Один сон был про маму. Наверно, было лето, потому что река была свободна от льда, но на маме почему-то был гусь. Ее лицо было некрасиво во сне, с маленькими тусклыми глазами, хотя на самом деле у нее были чудесные большие темно-карие глаза. Но как увидел, так увидел. Она хотела меня не то обнять, не то поцеловать, но я отодвинулся и сказал, что не люблю ее. Она повернулась ко мне спиной, подняла вверх руки и пошла к реке. Рукава гуся сползли немного и собрались у локтей толстыми складками. Она медленно входила в воду. Последнее, что я помню – ее маленькие сильные нежные ладони, поглощаемые водой. А потом – только вода.

Я не рассказал ей об этом сне.

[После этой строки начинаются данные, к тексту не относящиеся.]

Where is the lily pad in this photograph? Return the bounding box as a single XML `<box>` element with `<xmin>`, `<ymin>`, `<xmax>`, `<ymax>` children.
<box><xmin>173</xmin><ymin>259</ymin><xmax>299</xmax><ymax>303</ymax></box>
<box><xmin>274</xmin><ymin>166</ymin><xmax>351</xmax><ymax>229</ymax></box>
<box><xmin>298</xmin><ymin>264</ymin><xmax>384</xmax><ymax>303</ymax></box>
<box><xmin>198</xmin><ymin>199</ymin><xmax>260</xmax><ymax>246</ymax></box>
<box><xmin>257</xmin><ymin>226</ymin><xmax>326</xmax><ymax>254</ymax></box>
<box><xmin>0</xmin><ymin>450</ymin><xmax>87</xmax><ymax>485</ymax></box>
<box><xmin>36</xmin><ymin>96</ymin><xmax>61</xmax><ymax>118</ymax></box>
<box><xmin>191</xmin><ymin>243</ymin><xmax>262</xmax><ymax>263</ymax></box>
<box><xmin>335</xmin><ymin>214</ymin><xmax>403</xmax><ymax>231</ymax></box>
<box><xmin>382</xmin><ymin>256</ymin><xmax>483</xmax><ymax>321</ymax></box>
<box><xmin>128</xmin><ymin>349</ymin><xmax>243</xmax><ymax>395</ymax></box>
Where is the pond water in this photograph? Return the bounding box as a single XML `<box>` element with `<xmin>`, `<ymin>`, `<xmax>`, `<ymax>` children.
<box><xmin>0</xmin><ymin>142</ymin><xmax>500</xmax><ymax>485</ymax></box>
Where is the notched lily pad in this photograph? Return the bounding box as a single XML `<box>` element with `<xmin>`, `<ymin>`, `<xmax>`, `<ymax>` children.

Я все реже был откровенен и все больше врал.

Моменты счастья

Я бывал счастлив только когда болел. Может быть, поэтому я болел часто. Тогда мама забывала все, что не имело ко мне отношения. Она мерила мне температуру, прикладывала ко лбу влажные полотенца, ставила компрессы, уговаривала поесть, пичкала таблетками и читала вслух книги.

Болеть было для меня привычно. По рассказам мамы, я начал болеть еще до появления на свет. Дело в том, что до меня родилось еще трое детей. Первый, Алеша, умер, когда ему был всего год. Таня умерла, когда ей исполнилось полгода. Дольше всех прожил Боря – целых полтора года. Алеша умер от туберкулеза – заразился от отца. Таня родилась крепкой и горластой. Ее назвали в честь бабки Татьяны, отцовской бабушки – она была вылитая прабабка. Когда мама пошла в баню, к отцу зашел сосед, они сели играть в шахматы, и Танюшка на свою беду расплакалась. Отец поставил ее кроватку слева от себя, покачивая кроватку-качалку и продолжая играть в шахматы. Таня вскоре уснула. Из окна, которое было слева от стола, дуло. В результате – круппозное воспаление легких, и через две недели Тани не стало. Боря родился с гемофилией. Его пытались спасти. Ему нужны были фрукты, их доставали – отец, благодаря своему обаянию и дружеским связям, добывал сухофрукты, варенья и компоты, но все было напрасно.

Так что когда мама была беременна мной, отец уговорил ее избавиться от меня. Он раздобыл таблетки, провоцирующие выкидыш. Мама наглоталась этих таблеток, но я решил не покидать свой временный приют, покрутился, перевернулся и остался. Тогда отец уговорил маму сделать аборт. Был мягкий зимний день. Отец отвез маму на санях, в которые запряг станционного мерина Рыжика, в Ныду, где была больница, но она не пошла сразу к врачу, а решила навестить подругу, с которой давно не виделась. У подруги в кроватке лежал голубоглазый младенец одного года от роду. Он сучил пухлыми ножками, пускал пузыри и агукал.

Мама посмотрела на него, заплакала и прорыдала полтора часа. Выйдя от подруги, она сказала отцу, что аборт делать не будет, и они вернулись домой.

Я должен был родиться в августе, когда отец был в тундре. Связь была возможна только радиограммами. В августе отец дает радиограмму: «Кто родился?» Ответ: «Пока никто». То же в конце августа. То же в сентябре. За мамой как раз в тот год настойчиво ухаживал ее сослуживец – она работала в Ныде в районном зоотехническом отделе. Он был огненно-рыжий, и отец отправил радиограмму: «Он что у тебя, перекрашивается, что ли?» Наконец, мама дает радиограмму: «Родился мальчик, очень спокойный». Это было в начале октября. Вскоре установился санный путь, и отец вернулся в поселок.

Как только он вошел, я начал кричать. Я орал, синея от крика, отказываясь от еды, трое суток подряд. Вызванный из Ныды врач ничего не нашел и уехал. пожав плечами. Отец сказал маме:

– И вот это ты называешь «спокойный»?

Никто не понял того, что я знаю теперь: я знал, что отец хотел меня убить. И это знание всегда жило во мне на самом донышке моей любви к нему.

Так я вошел в мир: с отравленной печенью, с напряженкой в почках, с глубоко подсознательным пониманием, что я никому не нужен.